Sky is the limit! | ナノ
朝食は和食で、白米に味噌汁に鮭。いたってシンプルだったが、なぜかいつもよりも美味しく感じた。食材が良いのか、大勢で食べるのが楽しかったのか。どっちにしろ、ご飯を美味しく食べれるならそれに越した事はない。

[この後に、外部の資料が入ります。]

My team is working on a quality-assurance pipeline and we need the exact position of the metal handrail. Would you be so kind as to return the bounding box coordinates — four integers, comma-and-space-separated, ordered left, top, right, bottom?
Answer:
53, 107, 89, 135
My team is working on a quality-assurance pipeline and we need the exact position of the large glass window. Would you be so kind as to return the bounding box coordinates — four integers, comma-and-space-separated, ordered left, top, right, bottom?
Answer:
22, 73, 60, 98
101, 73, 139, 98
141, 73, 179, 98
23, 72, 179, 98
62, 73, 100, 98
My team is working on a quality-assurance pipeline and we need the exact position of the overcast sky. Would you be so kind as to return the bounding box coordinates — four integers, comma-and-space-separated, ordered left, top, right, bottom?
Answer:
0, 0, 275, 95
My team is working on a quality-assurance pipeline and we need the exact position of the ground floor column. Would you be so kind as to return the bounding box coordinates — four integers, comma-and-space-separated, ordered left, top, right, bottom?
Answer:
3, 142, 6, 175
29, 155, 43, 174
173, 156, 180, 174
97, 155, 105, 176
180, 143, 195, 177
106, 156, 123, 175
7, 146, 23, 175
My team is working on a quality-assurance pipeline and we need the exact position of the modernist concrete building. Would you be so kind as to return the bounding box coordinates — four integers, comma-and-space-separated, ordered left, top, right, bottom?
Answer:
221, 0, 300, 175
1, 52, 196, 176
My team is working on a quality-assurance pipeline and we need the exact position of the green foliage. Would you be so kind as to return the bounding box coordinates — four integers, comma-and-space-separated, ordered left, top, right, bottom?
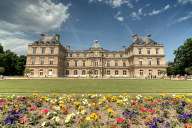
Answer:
0, 45, 26, 76
25, 68, 31, 74
185, 67, 192, 75
0, 44, 4, 54
0, 67, 5, 75
174, 38, 192, 74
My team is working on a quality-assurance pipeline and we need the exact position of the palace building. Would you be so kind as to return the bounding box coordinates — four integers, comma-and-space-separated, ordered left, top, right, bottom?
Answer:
26, 34, 167, 78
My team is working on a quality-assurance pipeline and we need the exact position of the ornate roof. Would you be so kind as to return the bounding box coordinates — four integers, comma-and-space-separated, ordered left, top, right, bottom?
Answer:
91, 40, 101, 49
34, 34, 60, 44
132, 34, 157, 45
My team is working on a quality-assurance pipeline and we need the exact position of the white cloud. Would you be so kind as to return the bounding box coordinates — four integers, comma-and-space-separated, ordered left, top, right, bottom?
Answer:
130, 4, 170, 20
175, 12, 192, 23
114, 11, 124, 22
145, 4, 170, 16
117, 16, 124, 22
178, 0, 192, 4
89, 0, 133, 8
0, 0, 70, 53
130, 12, 141, 20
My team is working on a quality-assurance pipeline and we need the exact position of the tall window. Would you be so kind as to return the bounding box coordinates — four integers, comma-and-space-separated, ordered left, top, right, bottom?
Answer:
138, 48, 142, 54
157, 70, 161, 76
75, 61, 77, 67
40, 57, 44, 65
123, 62, 126, 67
66, 62, 69, 67
157, 58, 160, 65
115, 70, 119, 75
107, 70, 110, 75
94, 61, 98, 67
48, 69, 53, 76
147, 49, 151, 54
82, 70, 85, 75
94, 70, 98, 75
123, 70, 127, 75
41, 47, 45, 54
139, 70, 143, 76
83, 61, 85, 67
139, 59, 143, 66
31, 56, 35, 65
32, 48, 37, 54
156, 48, 159, 54
149, 70, 152, 76
115, 61, 118, 66
31, 69, 34, 76
148, 58, 152, 65
107, 61, 110, 67
66, 70, 69, 75
74, 70, 77, 75
50, 48, 54, 54
39, 69, 43, 76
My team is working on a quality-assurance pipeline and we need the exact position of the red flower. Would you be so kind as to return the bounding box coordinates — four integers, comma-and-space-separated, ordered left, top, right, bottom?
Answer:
116, 117, 125, 124
41, 108, 49, 114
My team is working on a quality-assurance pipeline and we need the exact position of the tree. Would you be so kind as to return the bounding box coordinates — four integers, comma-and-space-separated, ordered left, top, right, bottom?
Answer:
174, 38, 192, 75
24, 68, 32, 75
0, 67, 5, 75
0, 44, 4, 54
185, 67, 192, 75
0, 44, 26, 76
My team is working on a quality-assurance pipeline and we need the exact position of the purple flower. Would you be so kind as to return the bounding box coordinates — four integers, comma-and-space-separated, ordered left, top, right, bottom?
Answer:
4, 110, 21, 125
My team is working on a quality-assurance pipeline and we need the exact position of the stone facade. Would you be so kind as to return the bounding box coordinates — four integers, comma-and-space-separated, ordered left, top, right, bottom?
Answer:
26, 35, 167, 78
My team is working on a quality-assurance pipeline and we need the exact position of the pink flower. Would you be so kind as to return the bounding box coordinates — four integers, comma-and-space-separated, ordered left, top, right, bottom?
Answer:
41, 108, 49, 114
30, 105, 37, 111
19, 116, 28, 124
116, 117, 125, 124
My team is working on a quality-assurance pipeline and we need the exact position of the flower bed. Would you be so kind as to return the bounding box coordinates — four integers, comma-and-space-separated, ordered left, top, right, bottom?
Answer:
0, 94, 192, 128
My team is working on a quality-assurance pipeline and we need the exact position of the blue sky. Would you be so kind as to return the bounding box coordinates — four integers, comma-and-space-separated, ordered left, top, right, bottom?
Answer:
0, 0, 192, 61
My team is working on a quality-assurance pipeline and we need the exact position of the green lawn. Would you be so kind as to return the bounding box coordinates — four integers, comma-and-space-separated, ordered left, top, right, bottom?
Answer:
0, 79, 192, 93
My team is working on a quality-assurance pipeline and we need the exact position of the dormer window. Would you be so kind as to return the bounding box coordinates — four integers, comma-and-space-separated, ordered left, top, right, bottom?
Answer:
50, 48, 54, 54
147, 49, 151, 55
138, 48, 142, 54
41, 47, 45, 54
32, 47, 37, 54
156, 48, 159, 54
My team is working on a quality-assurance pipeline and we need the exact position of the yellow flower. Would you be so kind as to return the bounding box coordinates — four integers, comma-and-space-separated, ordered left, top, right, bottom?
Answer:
185, 98, 192, 103
90, 112, 99, 121
111, 96, 117, 102
107, 108, 114, 113
85, 116, 91, 121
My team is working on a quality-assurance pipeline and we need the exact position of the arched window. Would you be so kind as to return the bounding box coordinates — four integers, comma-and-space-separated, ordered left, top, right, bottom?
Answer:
82, 70, 86, 75
39, 69, 43, 76
74, 70, 77, 75
48, 69, 53, 76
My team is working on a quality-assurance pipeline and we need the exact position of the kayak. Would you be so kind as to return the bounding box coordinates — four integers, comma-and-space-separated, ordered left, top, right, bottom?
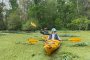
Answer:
44, 40, 60, 55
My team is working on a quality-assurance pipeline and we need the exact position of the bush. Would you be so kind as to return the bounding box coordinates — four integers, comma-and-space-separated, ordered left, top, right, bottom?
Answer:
22, 19, 39, 31
7, 12, 21, 30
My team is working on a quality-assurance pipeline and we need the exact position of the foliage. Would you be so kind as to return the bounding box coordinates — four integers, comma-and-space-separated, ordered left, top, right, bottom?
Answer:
0, 3, 6, 30
72, 17, 90, 30
7, 11, 21, 30
0, 0, 90, 30
22, 19, 39, 31
73, 42, 88, 47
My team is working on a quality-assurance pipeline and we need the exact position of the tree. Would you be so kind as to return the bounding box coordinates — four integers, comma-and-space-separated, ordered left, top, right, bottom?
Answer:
7, 11, 21, 30
72, 16, 90, 30
0, 3, 5, 30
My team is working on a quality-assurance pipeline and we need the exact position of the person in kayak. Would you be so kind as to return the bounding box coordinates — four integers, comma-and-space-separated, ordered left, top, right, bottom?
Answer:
48, 28, 61, 41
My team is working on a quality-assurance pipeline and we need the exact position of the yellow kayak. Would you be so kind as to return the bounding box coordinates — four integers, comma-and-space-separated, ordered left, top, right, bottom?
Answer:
44, 40, 60, 55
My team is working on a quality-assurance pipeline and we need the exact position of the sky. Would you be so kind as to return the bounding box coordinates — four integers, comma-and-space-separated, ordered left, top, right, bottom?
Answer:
0, 0, 10, 9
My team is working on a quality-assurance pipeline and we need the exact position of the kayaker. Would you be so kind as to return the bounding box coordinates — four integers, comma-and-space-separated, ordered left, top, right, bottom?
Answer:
48, 28, 61, 40
40, 29, 44, 34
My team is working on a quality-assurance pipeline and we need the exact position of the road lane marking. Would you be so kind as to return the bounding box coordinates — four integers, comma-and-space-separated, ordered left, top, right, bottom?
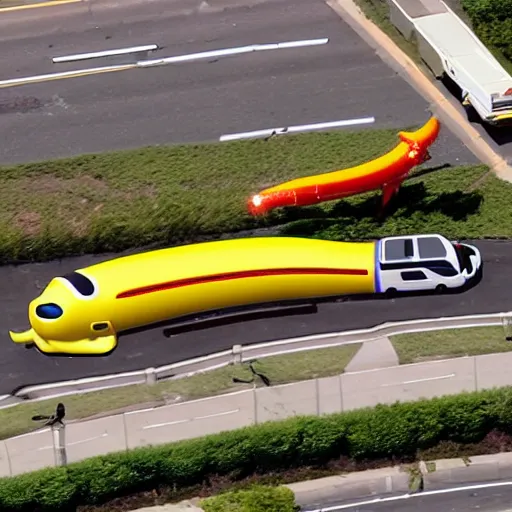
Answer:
52, 44, 158, 64
304, 481, 512, 512
219, 117, 375, 142
138, 37, 329, 67
0, 0, 82, 14
0, 64, 137, 89
142, 409, 240, 430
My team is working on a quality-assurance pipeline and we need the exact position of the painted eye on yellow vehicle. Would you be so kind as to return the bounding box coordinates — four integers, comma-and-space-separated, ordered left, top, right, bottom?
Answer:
62, 272, 96, 297
36, 304, 64, 320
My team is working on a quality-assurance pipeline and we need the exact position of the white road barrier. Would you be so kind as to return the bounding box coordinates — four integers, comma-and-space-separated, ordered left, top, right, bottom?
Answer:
0, 312, 512, 408
0, 37, 329, 89
0, 342, 512, 477
219, 117, 375, 142
137, 37, 329, 68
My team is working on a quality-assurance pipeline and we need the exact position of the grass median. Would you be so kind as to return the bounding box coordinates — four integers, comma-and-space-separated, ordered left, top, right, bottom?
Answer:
390, 327, 512, 364
0, 344, 360, 439
0, 327, 512, 439
0, 126, 512, 264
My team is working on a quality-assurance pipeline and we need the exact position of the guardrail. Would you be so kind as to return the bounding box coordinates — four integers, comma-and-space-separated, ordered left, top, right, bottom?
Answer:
0, 312, 512, 408
5, 320, 512, 477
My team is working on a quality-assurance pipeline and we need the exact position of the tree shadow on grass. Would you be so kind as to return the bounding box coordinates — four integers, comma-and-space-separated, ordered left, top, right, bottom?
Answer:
281, 182, 483, 236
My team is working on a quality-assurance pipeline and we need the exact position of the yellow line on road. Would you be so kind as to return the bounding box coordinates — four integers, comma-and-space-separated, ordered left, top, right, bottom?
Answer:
0, 64, 137, 89
0, 0, 82, 14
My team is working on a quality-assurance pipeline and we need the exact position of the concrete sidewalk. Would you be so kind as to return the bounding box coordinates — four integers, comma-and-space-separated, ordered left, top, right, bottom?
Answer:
131, 453, 512, 512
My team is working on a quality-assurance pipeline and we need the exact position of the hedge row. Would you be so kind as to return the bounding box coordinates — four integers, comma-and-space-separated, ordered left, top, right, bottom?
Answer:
0, 388, 512, 512
462, 0, 512, 60
200, 486, 300, 512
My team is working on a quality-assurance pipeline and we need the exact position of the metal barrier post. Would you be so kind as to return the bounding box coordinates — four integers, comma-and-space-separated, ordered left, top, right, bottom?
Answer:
51, 423, 68, 466
501, 312, 512, 341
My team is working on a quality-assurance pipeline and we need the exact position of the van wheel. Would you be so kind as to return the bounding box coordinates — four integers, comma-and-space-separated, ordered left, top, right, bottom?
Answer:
436, 284, 448, 293
386, 288, 396, 299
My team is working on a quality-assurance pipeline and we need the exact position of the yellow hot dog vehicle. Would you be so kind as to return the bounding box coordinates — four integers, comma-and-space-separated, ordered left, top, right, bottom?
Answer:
10, 235, 479, 355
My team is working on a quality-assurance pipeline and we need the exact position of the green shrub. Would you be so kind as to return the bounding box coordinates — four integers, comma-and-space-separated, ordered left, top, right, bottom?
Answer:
462, 0, 512, 60
0, 388, 512, 512
200, 487, 299, 512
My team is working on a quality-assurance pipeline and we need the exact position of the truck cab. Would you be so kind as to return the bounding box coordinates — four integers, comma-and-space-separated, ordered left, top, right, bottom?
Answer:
376, 234, 482, 295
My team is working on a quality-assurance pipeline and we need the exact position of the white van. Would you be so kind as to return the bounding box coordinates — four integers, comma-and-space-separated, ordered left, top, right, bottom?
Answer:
375, 235, 482, 295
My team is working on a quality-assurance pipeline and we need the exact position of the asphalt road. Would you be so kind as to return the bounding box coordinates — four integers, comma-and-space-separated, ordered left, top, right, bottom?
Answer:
0, 0, 476, 164
303, 485, 512, 512
0, 241, 512, 394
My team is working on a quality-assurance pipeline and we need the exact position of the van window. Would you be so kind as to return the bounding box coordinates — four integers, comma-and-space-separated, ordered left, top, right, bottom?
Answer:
418, 236, 447, 260
384, 238, 414, 261
62, 272, 94, 297
425, 261, 458, 277
400, 270, 427, 281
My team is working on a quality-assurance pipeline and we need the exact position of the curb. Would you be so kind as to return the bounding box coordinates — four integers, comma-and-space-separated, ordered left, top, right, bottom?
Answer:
133, 452, 512, 512
286, 452, 512, 507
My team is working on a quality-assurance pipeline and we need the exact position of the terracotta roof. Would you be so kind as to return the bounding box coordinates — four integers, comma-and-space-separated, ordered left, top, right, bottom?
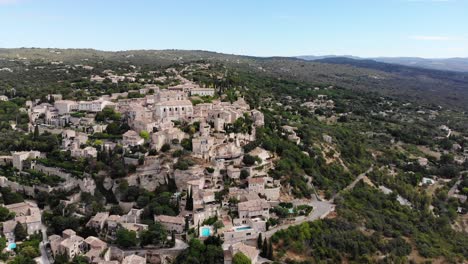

今日も朝から日差しが眩しい中、早々に練習が始まった。走りこみをした後に、青学の選手たちは私との練習をかけた1セットマッチの試合が始まった。因みに対戦相手はあみだくじで決まったそうだ。他の学校は各自練習をしたり他校の人達とラリーをしたりしている。
「まあ、私はドリンクとタオル運びなんですが」
よいしょっと言いながらドリンクが入った籠を持ち上げる。昨日と同じか、もしくはそれ以上に重たいような気がする。若干よたよたと歩きながらコートへ向かえば、青学のコートからバーニング!っていう声が聞こえてきた。うん、こんな声を出すような人なんていなかったような気がするんだけどなー。気になって急いでドリンクを置きにいき、青学のコートを覗けば、
「オラオラ、バーニングッ!」
「右クロスの確率、96%」
「・・・あれ、おかしいな」
ごしごしと目を擦っても、目の前の状況は変わらず。あれ、河村くんってこんなキャラだったっけ?おかしいな、もっと優しい感じだと思ってたのに。・・・なんか泣けてきた。
「ねぇ、なにしてんっスか」
「!越前くん」
横を見れば私より身長の低い彼が見上げてくる。河村くんのことを聞こうか迷っている間に、どうやら試合が終わったららしく、ラケットを持っていない河村くんと乾くんが私たちのところへ来た。
「あれ、梓ちゃん?」
河村くんに声を掛けられて思わずビクリと肩が震えたが、先程までとはまるで別人だ。一体なにが彼をあそこまで豹変させたのか・・・
「ラケットだ」
「・・・へ?」
「河村はラケットを持つと人が変わったようになるんだ」
眼鏡が反射して目が見えない乾くんが説明してくれた。私ってそんなに顔に出てたのか。これは失礼な事をしちゃったな。
「考えていそうな事はデータでわかる」
「・・・データ?」
「あぁ」
・・・どうしよう、関わりたくない。だってデータ取られるとか嫌じゃん。あ、だから試合の時も〜の確率〜%って言ってたのか。うわ、戦いにくそうな相手だ。
「何か用事かい?」
「へ、あ、いや、特には」
「そっか。練習に混ざりたかったら手塚に言えば多分できると思うから」
それじゃあ、と片手を挙げながら河村くんはどこかへ去っていってしまった。ラケットを持ってるときと変わりすぎだろっていうのは胸の内に留めておく事にする。乾くんも若干薄気味悪い笑みを浮かべてどこかへ行ってしまった。乾汁ってなんだ。
「・・・練習しないの?」
「しますよ」
帽子を少しだけ深く被りなおして、越前くんも練習へ戻って行った。